There was nothing I could do. I laid there as the tears flowed and everywhere was hurting. It was terribly difficult, the lowest and hardest I’ve fallen so far. It was then that I realised that no matter how many “highest points” I was having, each one getting better and better, I would always hit rock bottom, each time lower and deeper.
I felt as if God was against me. Yeah it’s foolish to say but believe me, as I was laying there hurting the whole time and crying, all I could do was beg. I was pleading and mumbling “god help me” and nothing changed. My hands were trembling and my heart was racing. My body was stone cold and I was shivering despite being all wrapped up under the sheets. I was breathless and lightheaded. I felt so destructive and I wanted so badly to end it, thinking that was the only way out.

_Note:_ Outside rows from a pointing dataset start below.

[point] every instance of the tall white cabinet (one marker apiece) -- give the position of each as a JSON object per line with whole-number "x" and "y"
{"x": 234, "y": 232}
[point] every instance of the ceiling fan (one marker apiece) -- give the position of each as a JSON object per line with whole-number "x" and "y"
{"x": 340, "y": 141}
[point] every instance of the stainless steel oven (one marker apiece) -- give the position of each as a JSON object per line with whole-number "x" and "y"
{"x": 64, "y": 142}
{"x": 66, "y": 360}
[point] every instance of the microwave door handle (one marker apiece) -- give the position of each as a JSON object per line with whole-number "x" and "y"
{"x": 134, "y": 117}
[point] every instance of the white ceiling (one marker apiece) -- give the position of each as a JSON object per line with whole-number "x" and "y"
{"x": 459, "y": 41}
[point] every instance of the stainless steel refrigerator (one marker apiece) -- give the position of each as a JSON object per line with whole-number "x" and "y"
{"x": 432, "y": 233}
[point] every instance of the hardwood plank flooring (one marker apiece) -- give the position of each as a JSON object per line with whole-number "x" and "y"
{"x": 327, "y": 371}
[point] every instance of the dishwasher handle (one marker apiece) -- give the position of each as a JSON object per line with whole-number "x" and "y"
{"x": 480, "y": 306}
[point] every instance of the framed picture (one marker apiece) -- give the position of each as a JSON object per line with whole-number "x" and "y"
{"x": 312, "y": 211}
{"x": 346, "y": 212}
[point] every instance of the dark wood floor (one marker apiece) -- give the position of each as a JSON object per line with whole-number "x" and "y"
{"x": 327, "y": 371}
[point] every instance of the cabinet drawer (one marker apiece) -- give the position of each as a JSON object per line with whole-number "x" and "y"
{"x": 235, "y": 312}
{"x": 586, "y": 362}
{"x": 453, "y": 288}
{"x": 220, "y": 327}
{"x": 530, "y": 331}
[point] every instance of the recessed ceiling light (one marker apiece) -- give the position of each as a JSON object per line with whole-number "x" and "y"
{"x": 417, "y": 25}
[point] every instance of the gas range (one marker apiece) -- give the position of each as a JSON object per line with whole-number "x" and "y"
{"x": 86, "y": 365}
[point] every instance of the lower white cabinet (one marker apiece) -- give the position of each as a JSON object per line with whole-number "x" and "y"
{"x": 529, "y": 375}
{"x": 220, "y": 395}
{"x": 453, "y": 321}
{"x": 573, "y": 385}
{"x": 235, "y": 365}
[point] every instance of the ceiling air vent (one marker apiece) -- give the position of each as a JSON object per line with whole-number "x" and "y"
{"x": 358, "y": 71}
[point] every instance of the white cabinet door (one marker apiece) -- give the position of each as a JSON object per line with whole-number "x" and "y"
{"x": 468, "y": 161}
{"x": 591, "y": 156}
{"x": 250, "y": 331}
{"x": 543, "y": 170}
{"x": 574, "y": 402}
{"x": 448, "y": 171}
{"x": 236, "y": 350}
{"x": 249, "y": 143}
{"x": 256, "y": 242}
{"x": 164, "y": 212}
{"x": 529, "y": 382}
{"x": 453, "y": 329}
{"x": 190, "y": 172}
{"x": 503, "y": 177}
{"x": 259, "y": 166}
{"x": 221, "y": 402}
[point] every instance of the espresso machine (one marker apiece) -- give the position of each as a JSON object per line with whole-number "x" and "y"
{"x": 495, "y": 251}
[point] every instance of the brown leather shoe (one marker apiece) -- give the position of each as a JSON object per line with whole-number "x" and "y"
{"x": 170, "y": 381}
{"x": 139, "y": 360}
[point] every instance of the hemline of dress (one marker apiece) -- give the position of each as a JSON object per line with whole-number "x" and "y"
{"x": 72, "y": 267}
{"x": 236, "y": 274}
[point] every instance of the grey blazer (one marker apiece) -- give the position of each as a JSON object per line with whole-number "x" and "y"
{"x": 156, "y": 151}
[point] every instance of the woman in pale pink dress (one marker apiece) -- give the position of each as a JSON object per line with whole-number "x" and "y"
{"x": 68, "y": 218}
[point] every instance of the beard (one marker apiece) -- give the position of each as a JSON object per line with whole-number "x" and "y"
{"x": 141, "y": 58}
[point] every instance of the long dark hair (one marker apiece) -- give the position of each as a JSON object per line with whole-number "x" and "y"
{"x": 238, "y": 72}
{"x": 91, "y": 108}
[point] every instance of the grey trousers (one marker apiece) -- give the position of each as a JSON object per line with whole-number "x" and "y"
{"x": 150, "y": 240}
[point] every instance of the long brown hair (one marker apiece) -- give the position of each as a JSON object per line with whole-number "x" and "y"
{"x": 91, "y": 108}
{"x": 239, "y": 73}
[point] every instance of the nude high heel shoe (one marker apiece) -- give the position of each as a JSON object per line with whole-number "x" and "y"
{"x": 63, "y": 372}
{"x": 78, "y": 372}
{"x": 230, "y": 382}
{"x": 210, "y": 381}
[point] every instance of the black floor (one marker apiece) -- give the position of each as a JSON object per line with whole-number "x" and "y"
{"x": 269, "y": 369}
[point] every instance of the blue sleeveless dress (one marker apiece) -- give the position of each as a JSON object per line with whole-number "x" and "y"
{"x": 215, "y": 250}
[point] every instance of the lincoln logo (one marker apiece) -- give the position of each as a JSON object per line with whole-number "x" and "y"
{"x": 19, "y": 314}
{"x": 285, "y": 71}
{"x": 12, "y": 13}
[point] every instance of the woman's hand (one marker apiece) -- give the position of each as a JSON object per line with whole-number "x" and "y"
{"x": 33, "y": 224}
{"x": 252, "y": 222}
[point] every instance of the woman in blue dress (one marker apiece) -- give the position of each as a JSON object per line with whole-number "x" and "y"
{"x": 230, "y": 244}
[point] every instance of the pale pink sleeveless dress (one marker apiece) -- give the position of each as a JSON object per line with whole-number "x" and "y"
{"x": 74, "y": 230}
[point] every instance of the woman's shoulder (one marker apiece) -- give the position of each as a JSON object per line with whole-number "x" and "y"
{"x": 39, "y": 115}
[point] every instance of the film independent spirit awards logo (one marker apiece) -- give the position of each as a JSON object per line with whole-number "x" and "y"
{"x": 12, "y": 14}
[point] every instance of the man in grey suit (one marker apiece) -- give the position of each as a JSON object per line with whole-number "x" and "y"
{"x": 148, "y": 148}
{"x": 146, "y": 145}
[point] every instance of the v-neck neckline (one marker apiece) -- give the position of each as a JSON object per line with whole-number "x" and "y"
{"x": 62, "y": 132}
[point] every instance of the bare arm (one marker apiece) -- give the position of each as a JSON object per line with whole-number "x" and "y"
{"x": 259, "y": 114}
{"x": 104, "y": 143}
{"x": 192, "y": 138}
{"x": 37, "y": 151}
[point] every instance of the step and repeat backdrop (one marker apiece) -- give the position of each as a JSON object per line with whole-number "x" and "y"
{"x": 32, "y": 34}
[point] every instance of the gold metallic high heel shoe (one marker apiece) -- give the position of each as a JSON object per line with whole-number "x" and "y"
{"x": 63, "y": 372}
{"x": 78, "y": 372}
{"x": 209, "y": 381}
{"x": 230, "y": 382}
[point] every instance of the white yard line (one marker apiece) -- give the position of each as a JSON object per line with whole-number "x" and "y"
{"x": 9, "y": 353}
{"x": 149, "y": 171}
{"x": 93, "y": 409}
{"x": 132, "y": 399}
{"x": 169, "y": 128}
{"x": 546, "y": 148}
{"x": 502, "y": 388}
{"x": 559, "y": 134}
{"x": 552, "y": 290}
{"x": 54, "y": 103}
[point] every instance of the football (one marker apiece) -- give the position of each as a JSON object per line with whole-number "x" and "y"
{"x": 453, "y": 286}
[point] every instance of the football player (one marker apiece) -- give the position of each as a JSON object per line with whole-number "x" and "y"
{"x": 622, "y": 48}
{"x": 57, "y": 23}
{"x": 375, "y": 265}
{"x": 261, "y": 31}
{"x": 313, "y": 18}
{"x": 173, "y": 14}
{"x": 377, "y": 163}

It was like that for 4 hours. I broke at the 3rd, when I finally tried to find a form of refuge, something that would ease the pain. But right after, was when for the very first time, my heart burned more than the open wounds did. It was like a slap in the face, a shout into the void, telling me I should just lay there and deal with it. It was the most I’ve bled so far. I might’ve disappointed many but I hope they understand and recognise the fact that I held on as long as I could. Those 3 hours weren’t easy.
I’ve been clean for months now, was experiencing many “highs” and it was obvious to all, as I didn’t get by each day just waiting for the next day to come. I actually had so much hope and was really thankful for everything. Little did I know, it was all a trap. It’s amazing how far down someone can fall after climbing so high up. I have no doubt there’ll be more of these to come. Nevertheless, the past few months were the longest I’ve lasted and I’ll take it.
The one comforting thing is the calm after a storm, when there’s finally peace and quiet, and you’re finally you again.